Bei der feierlichen Eröffnung des Kastrations- und Registrationszentrums der Tierhilfe Hoffnung betonte der Direktor der regionalen Veterinärbehörde, Dr. Sorin Sorescu, den klaren Auftrag an die Behörden und Tierärzte, die Kennzeichnung und Registrierung, Impfung und Kastration der gehaltenen Hunde im Landkreis sicherzustellen. Gleichzeitig sind die kommunalen Verwaltungen angehalten, auch Verantwortung für „ihre“ Straßenhunde zu übernehmen. Mittlerweile besteht in Rumänien die Möglichkeit, herrenlose Hunde auf juristische Personen, wie Städte oder Gemeinderäte, zu registrieren – was im besten Fall auch das Wiederfreilassen möglich machen könnte.

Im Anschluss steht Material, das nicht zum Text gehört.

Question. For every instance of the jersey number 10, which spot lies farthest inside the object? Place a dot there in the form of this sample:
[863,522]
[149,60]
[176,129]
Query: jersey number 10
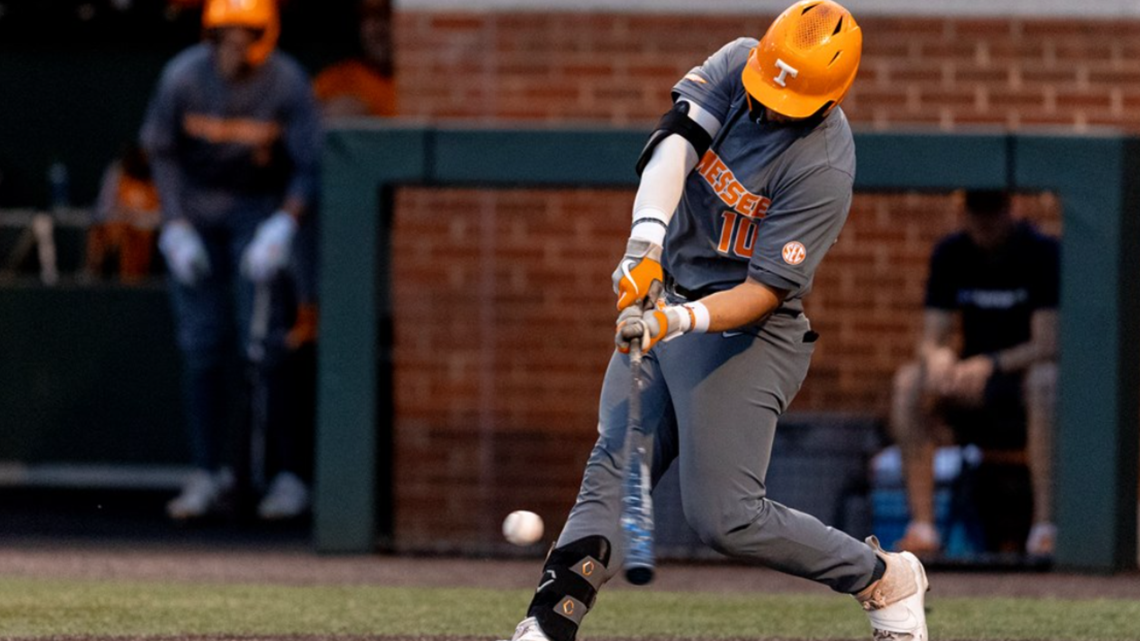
[738,234]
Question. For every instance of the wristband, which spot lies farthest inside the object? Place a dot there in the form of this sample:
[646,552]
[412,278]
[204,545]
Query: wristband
[650,225]
[698,317]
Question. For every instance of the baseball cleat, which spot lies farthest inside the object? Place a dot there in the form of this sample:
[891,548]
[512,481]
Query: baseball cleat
[896,602]
[528,631]
[200,495]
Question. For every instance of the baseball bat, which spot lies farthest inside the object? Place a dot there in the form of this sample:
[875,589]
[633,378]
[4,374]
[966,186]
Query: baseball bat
[636,503]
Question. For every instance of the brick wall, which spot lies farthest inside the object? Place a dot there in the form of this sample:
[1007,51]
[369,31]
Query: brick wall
[502,298]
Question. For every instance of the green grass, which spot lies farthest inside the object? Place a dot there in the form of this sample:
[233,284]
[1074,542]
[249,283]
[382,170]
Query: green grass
[53,607]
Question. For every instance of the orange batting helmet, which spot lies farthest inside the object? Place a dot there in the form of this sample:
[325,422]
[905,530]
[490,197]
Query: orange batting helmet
[807,61]
[259,15]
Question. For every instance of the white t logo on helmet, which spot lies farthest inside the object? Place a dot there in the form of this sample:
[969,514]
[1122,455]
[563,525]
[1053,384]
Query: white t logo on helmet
[786,70]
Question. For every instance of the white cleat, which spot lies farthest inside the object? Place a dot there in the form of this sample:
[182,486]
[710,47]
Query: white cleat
[287,497]
[528,631]
[1042,541]
[896,602]
[200,494]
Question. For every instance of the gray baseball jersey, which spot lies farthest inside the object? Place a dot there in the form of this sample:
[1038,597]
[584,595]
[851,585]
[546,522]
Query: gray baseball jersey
[767,200]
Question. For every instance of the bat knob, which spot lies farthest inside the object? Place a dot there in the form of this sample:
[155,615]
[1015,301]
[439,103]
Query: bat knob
[640,575]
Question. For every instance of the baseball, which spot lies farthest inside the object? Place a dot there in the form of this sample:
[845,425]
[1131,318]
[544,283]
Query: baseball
[522,527]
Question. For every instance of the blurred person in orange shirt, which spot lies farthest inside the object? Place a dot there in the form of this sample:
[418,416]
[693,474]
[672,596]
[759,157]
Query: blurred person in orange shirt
[365,84]
[127,219]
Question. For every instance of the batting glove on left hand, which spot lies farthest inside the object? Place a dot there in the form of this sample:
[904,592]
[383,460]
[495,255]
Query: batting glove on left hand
[269,250]
[640,267]
[652,326]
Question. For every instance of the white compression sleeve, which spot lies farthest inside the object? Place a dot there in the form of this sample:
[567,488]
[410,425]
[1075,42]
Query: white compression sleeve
[664,179]
[660,188]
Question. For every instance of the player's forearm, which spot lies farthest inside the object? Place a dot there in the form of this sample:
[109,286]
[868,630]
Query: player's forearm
[661,185]
[747,303]
[1022,356]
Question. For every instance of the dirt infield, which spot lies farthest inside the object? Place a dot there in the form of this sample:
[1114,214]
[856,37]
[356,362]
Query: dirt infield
[299,567]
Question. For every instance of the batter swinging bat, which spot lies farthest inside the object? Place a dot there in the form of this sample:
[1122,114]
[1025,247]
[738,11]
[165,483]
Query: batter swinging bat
[636,503]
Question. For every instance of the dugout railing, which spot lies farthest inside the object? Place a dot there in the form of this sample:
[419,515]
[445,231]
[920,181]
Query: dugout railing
[1096,178]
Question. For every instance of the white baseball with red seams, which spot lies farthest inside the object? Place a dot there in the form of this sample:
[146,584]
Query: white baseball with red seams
[522,527]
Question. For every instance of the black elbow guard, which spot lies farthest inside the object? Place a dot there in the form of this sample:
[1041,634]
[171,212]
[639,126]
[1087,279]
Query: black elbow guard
[676,121]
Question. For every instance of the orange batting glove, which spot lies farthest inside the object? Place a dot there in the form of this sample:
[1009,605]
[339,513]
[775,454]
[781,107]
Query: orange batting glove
[635,274]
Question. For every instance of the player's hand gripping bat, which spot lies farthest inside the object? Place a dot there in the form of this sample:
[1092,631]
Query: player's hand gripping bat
[636,503]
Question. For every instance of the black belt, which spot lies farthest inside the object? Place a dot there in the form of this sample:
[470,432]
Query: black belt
[698,294]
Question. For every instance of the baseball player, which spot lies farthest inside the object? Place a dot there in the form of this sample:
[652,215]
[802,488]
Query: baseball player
[744,185]
[233,132]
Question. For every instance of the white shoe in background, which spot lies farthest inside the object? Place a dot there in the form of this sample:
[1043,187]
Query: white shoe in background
[287,497]
[200,494]
[1042,540]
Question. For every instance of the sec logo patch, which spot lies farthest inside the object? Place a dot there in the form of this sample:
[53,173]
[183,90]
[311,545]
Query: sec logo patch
[794,252]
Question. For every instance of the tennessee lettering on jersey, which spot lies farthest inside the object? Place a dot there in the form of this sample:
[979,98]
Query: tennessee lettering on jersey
[731,192]
[231,130]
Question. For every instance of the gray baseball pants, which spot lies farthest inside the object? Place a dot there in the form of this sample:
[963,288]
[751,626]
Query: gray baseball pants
[713,402]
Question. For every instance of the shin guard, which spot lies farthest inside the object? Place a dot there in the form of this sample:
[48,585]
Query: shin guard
[570,581]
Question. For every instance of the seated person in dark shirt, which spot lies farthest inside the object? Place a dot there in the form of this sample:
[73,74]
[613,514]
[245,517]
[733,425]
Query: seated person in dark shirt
[1000,276]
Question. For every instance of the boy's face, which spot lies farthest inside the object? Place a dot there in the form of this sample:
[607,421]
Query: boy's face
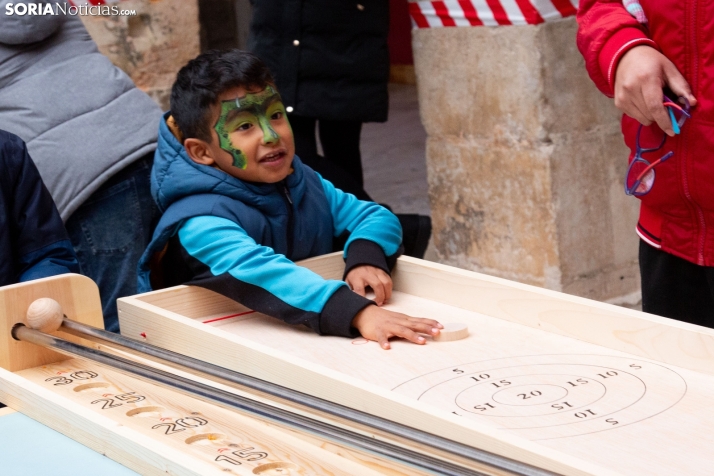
[252,138]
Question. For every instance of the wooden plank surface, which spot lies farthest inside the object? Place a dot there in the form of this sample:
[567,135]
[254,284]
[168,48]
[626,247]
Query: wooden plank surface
[586,408]
[278,363]
[154,430]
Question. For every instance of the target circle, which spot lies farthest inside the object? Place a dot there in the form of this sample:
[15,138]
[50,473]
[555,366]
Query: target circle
[552,396]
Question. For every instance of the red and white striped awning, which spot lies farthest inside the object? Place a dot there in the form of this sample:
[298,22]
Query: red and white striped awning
[77,3]
[489,12]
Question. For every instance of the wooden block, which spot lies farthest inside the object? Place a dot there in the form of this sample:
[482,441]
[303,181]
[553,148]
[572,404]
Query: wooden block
[452,331]
[77,295]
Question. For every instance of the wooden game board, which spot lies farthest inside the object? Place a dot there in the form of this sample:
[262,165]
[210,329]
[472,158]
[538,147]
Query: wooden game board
[560,382]
[151,429]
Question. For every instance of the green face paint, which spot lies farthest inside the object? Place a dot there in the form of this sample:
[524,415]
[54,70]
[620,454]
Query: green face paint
[253,109]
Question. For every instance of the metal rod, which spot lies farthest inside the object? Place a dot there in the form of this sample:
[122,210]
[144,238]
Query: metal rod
[243,404]
[300,398]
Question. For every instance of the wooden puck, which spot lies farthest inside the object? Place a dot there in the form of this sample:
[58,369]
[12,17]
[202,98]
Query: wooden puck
[452,331]
[44,315]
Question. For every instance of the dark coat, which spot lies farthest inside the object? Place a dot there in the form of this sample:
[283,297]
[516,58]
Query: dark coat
[33,241]
[339,68]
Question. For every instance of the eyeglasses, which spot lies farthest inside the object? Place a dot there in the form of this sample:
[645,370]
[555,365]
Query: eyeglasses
[641,174]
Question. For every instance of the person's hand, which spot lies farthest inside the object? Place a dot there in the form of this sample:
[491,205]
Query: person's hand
[377,324]
[641,74]
[360,277]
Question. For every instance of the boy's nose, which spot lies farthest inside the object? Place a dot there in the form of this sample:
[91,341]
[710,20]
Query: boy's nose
[270,136]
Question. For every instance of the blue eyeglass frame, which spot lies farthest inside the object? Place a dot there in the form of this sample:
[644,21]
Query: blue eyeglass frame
[677,124]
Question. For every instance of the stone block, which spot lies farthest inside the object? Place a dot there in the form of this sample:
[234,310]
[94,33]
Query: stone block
[525,160]
[152,45]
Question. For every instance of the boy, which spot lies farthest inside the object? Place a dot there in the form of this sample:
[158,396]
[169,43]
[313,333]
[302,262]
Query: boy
[33,241]
[239,207]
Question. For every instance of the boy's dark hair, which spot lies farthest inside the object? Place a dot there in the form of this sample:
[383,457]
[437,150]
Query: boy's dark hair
[204,78]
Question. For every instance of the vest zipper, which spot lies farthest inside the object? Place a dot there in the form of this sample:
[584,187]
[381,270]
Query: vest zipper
[285,192]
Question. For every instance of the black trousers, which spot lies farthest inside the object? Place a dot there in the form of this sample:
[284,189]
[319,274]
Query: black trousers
[339,140]
[675,288]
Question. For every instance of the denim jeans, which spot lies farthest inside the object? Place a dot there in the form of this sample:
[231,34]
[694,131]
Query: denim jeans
[110,231]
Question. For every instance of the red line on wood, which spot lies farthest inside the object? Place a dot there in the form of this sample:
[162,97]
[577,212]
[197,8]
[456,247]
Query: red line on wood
[228,317]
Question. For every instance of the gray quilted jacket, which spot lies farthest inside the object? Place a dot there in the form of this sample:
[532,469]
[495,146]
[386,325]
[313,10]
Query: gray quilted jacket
[82,118]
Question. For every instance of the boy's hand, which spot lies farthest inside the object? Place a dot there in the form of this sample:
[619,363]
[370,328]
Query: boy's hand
[362,276]
[641,74]
[378,324]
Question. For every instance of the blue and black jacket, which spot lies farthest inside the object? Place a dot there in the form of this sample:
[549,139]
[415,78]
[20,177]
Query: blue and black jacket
[240,238]
[33,240]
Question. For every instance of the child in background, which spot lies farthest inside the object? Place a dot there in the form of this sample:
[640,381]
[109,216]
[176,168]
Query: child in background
[239,207]
[33,241]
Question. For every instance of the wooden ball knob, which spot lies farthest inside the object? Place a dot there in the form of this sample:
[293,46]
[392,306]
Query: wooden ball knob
[44,315]
[453,331]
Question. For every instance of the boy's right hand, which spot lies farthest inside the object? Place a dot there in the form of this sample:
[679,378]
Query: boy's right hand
[378,324]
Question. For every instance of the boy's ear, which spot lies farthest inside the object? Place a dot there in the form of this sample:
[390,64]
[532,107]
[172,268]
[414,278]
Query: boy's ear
[199,151]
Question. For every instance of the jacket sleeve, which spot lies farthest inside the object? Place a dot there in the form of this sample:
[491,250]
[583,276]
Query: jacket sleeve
[225,259]
[606,31]
[42,246]
[375,233]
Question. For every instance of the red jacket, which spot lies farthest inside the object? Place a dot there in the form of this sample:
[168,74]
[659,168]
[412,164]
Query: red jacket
[677,215]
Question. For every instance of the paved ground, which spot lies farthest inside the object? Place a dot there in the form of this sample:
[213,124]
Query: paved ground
[393,155]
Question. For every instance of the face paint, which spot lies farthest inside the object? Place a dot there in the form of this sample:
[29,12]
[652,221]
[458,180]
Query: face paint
[253,109]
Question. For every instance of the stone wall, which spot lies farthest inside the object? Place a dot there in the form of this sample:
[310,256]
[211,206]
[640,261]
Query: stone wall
[152,45]
[525,160]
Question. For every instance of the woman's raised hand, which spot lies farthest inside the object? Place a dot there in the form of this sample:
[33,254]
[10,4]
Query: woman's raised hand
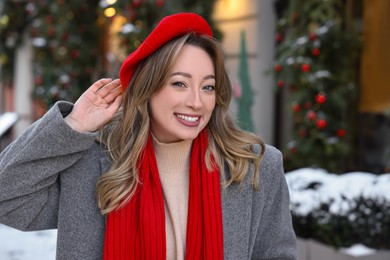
[96,106]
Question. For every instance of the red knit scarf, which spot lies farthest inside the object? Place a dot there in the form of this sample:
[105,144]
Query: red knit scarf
[137,230]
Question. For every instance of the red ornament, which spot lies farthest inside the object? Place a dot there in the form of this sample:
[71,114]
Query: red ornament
[137,3]
[293,149]
[312,37]
[293,88]
[296,107]
[311,115]
[280,83]
[302,133]
[278,68]
[305,67]
[321,98]
[316,52]
[49,19]
[38,80]
[321,123]
[279,37]
[341,133]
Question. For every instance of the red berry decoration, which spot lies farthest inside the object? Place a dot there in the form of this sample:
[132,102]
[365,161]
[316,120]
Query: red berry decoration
[296,107]
[302,133]
[341,133]
[279,37]
[321,98]
[321,123]
[312,37]
[293,149]
[305,67]
[278,68]
[280,83]
[316,52]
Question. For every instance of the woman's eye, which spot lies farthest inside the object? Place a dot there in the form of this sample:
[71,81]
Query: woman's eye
[209,88]
[178,84]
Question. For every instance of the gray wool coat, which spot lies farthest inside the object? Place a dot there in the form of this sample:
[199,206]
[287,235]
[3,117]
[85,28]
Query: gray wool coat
[48,178]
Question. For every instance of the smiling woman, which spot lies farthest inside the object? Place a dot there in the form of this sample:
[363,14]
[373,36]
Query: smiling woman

Das Wiederfreilassen von Straßenhunden nach einer Kastration ist in Rumänien aktuell nicht zulässig. Im Tierheim „Smeura“ der Tierhilfe Hoffnung leben daher aktuell mehr als 6.000 Hunde.
 
Hintergrund:

Der Deutsche Tierschutzbund ist zusammen mit der Tierhilfe Hoffnung, die das weltgrößte Tierheim „Smeura“ im Landkreis in Argeș betreibt, seit Jahren in Rumänien für die Straßentiere aktiv. In Gesprächen mit Politikern und Veterinärbehörden setzen sich die Tierschützer für das Prinzip „Fangen, Kastrieren, Freilassen“ ein. Unterstützt werden sie dabei von deutschen Politikern, u.a. Anette Kramme (parlamentarische Staatsekretärin & MdB), die die Delegationsreise seit Jahren begleitet, und mittlerweile auch von der Deutschen Botschaft in Bukarest.
 
Mit Blick auf das von der Tierhilfe Hoffnung vorgeschlagene und gemeinsam mit dem Deutschen Tierschutzbund erarbeitete Modellprojekt, hatten die rumänischen Veterinärbehörden 2023 eine Gesetzesänderung auf den Weg gebracht, die die Einhaltung der Pflichten durch Hundehalter im Landkreis Argeș stärken soll. Zwar besteht seit 2013 bereits eine landesweite Pflicht zur Kastration, Kennzeichnung und Registrierung sowie zur Tollwutimpfung für Besitzertiere, jedoch verhindern diverse sozialpolitische Faktoren die Umsetzung: etwa Vorbehalte gegenüber der Kastration, Armut in der Bevölkerung, fehlendes Wissen und fehlende Kontrollen. Tierärzte und Behörden im Landkreis Argeș erhalten durch die Gesetzesänderung und ergänzt um die Vereinbarung für das Modellprojekt nun einen expliziten Auftrag zur Umsetzung der bestehenden Pflichten. Die kommunalen Verwaltungen werden außerdem angehalten, die Kastrationen, Kennzeichnungen und Registrierungen zu finanzieren.

Quelle Text/Bild: Deutscher Tierschutzbund e.V.